The edit by editor Rigel Kilston enhanced the dystopian feel, while the grading by Joppo made the colours pop just a bit more: beautiful and elegant. The music was in the hands of Job Poels and Dolf Bekker from MassiveMusic. They immediately grasped and understood the concept of the project. 

Q> And how did the music and sound influence your creative process? 

Nina> The music made this film come alive. The pictures were good, but it needed the music to get it where it’s now. The music tells a story here. Every time I watch the film, I still feel a bit uncomfortable. The Spanish guitar contrasts this upsetting feeling, making it more human and real. Just the combination we needed.

Q> Did you already have an idea of what you wanted in terms of music and sound for this film when you started working on it, or was it something that gradually developed in the process? 

Nina> For the music, I initially only knew I wanted to have a bit of a dark, techno-ish track. I love techno; it’s rough and gritty, but for me techno also has something romantic about it. I can see the romance in a rough club night. 

Job and Dolf from MassiveMusic joined me and Rigel in an early stage of the edit. After vibing a bit with some of our favourite electronic tracks and taking in the dystopian nature of the pictures, the guys really wanted to enhance that gnawing uncomfortable feeling and Job quickly produced this ominous gritty soundscape of a track that got moved and chopped up through the edit. 

It was truly a nice back and forth between the visual and musical edit, changing one to suit the other and vice versa, in order to make it really pop. When those elements started landing, the film really started speaking. It was dark yet beautiful, ominous yet romantic and it was the addition of the Spanish guitar that really drove it home for me. I went nuts about the track – it really enhanced the film. 

Q> Has music played a big role in your previous projects too? If yes, how? 

Nina>  The struggle as a director in advertising is that the client often has a wildly different view of what the music should be; they tend to ‘play it on the safe side’ and pick something many people like, which therefore sadly radiates averageness or quickly becomes forgettable. I always try to give the music as big of a role as the film, but when you strive for something unique, something daring, it means you need to push for it.

Q> Have you started viewing music and sound differently after working on Torres Blancas? If yes, how do you think this will influence your future projects?  

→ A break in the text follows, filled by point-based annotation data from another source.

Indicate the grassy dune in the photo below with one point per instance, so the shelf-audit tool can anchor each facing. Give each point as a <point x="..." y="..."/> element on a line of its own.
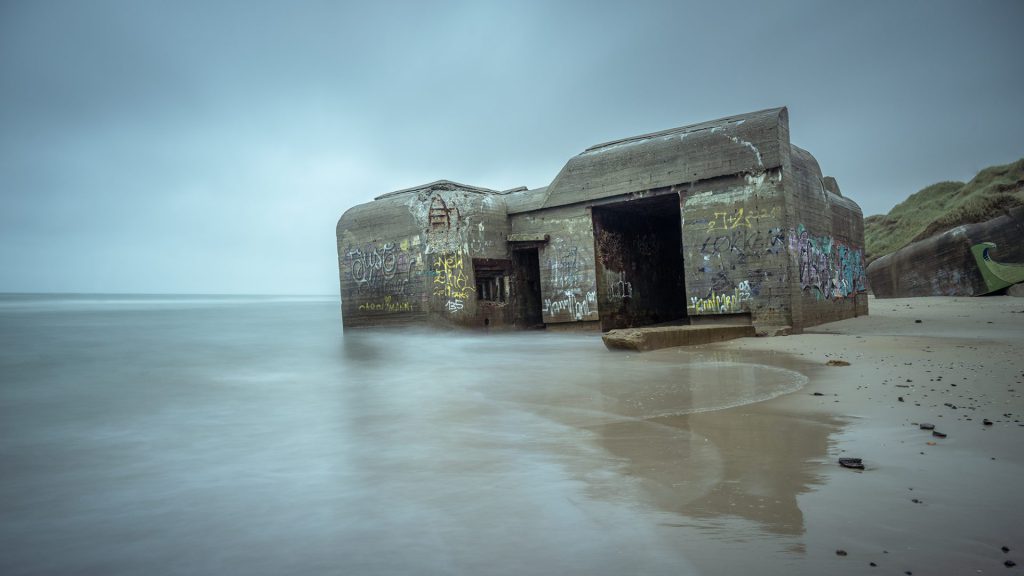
<point x="945" y="205"/>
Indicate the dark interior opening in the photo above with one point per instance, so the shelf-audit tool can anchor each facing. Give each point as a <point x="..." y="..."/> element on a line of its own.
<point x="639" y="247"/>
<point x="526" y="286"/>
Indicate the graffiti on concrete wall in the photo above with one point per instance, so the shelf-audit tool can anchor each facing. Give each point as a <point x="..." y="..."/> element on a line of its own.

Nina> Absolutely. Since Torres Blancas, I feel more comfortable with making bold choices. To give music experts more space to tell the story through music. Let’s stop making music without any balls or narrative for commercials. I’d really like to keep this in mind for my future projects.

Q> Now that we’re talking about the future, what do you think it holds for you?

Nina> I’m aiming to create at least one project a year that I set up myself. Working without the usual restrictions gave me a tremendous amount of energy. On top of that, I really enjoy working on a project with my friends. I never enjoyed my job more than I did during this film. And last but not least, I hope I’ll be making more fashion-related projects.